Народ притих. Раздался кашель деда Силантия. Расправив плечи над толпой, чуть не касаясь своей шапчонкой потолочины, он обернулся к двери, ища слабыми глазами Ерофея Кузьмича.

— Начинай, Ерофей, чего ты? Раз уж такое дело…

— Ох, и не знаю как! — Ерофей Кузьмич, крякнув, направился вперед, и люди начали расступаться перед ним. — Не знаю, не знаю! — твердил он, проходя, а когда встал у стола, снял шапку, помял ее у груди. — На груди муторно, вот как! Трудились, сколачивали, наживали, а теперь — вон что: все в распыл! Это как?

Многие опустили головы.

Кто-то промолвил тихо:

— Не тяни душу, Ерофей…

— Ну что ж! — вздохнул Ерофей Кузьмич. — Раз такая стихия напала, надо перекраивать жизнь. Значит, будем толковать о делах?

Но тут кто-то напомнил о завхозе:

— А Осип-то Михайлыч, бабы, где?

— Его и не было!

— Вот тебе раз! Как же забыли?

— Яша, милый, сбегай за Осипом Михайлычем!

— Яшенька, где ты?

Но и Яши, ко всеобщему удивлению, не оказалось в сторожке. Когда он скрылся, никто не заметил в толкучке. Несколько человек побежали разыскивать Осипа Михайловича.
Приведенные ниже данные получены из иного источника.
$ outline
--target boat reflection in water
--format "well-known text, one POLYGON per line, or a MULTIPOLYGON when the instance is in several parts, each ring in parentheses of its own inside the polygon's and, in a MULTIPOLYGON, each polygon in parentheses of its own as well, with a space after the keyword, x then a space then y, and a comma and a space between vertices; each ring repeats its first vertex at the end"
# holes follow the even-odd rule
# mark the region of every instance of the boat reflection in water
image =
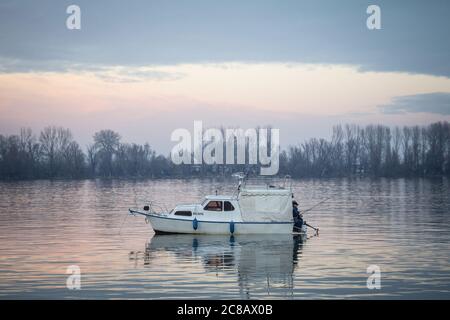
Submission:
MULTIPOLYGON (((161 253, 169 253, 180 264, 186 260, 203 267, 206 274, 235 277, 241 298, 252 289, 280 290, 293 295, 294 270, 299 263, 304 235, 154 235, 146 245, 144 265, 151 265, 161 253)), ((135 253, 136 254, 136 253, 135 253)))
Вскоре кто-то сообщил от двери:

— В конюшне он!

— Чего он там? — спросил Ерофей Кузьмич.

— Сидит и плачет!

Не сговариваясь, ольховцы повалили на двор. Из конюшни, тяжко опираясь на палку, вышел Осип Михайлович, следом за ним — бледный, перепуганный Яша Кудрявый. Держа под рукой портфель, он остановился у ворот конюшни, а Осип Михайлович вышел вперед и взглянул на Ерофея Кузьмича, не стыдясь своих слез.
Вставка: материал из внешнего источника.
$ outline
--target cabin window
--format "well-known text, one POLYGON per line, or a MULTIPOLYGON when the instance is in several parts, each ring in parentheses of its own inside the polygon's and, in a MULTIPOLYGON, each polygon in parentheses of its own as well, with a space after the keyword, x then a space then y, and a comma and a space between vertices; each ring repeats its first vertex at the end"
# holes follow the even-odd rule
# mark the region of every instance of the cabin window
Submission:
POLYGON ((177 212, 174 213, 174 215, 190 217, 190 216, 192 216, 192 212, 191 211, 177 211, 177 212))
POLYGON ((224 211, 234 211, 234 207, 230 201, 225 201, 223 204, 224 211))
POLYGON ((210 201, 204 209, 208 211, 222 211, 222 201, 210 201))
— Ну что? — спросил он хрипло. — К единоличной жизни потянуло? Не выдержала твоя кишка?

Ерофей Кузьмич выступил навстречу завхозу.

— Не в том разговор…

— А в чем? — Сквозь слезы Осип Михайлович смотрел непримиримо, дерзко.

— Аль не знаешь? Немцы-то вон что делают! Средь белого дня! Весь хлеб — под метлу, а на дворы — огонь! Этого ждать?
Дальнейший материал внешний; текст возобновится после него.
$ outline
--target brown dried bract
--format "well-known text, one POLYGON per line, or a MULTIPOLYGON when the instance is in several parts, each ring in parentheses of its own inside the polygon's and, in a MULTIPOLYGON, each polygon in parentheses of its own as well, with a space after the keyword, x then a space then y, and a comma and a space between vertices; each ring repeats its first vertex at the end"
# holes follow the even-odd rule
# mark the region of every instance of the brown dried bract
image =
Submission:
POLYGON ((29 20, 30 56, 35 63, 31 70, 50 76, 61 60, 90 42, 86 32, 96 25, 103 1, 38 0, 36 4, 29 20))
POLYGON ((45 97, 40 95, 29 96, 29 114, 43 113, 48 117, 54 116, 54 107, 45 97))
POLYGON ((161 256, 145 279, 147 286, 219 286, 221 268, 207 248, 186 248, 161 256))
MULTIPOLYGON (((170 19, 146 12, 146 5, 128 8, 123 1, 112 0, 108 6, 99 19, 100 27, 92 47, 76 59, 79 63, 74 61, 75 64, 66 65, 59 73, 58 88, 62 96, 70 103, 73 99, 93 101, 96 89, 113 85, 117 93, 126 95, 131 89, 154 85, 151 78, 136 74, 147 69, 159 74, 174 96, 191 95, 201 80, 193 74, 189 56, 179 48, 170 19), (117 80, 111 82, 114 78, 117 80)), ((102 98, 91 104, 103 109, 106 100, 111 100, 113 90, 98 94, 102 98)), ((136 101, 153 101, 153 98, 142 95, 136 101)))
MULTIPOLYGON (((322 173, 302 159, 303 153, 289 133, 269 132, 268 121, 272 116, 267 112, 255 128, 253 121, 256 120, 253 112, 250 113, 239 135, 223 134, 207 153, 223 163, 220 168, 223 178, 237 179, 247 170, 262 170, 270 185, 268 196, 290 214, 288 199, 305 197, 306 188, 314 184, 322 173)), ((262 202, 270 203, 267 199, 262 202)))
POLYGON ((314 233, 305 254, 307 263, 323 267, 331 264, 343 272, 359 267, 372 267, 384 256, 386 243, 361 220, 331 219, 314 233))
— Они заберут, они и будут в ответе! — захрипел завхоз. — А нам зачем растаскивать все? Да как у вас руки потянутся к этому добру? — Завхоз показал на конюшни, каретник и машинный сарай. — Где тут твое личное, Ерофей Кузьмич? Чего ты тут наживал, а? Вспомни-ка? Где твое, Чернявкин? Где твое… как тебя? … Где твое, Фетинья? Тут все общее! Обще-е! — Он разделил это слово, вытягивая шею и округляя глаза. — Как его рвать на куски? Разорвите лучше мне душу. Вот, рвите! — Он шагнул к толпе. — Рвите, а пока я жив, к имуществу не пущу и ключи от амбаров не дам!

Ольховцы не трогались с места и молчали. Ерофея Кузьмича так и кольнуло в сердце: нехорошее молчание.

— А-а, вон что! — вдруг побагровел Ерофей Кузьмич и, сделав крупный шаг к завхозу, крикнул сквозь зубы: — Для кого бережешь добро? Для немцев? Как приедут, — вот оно, бери! Так?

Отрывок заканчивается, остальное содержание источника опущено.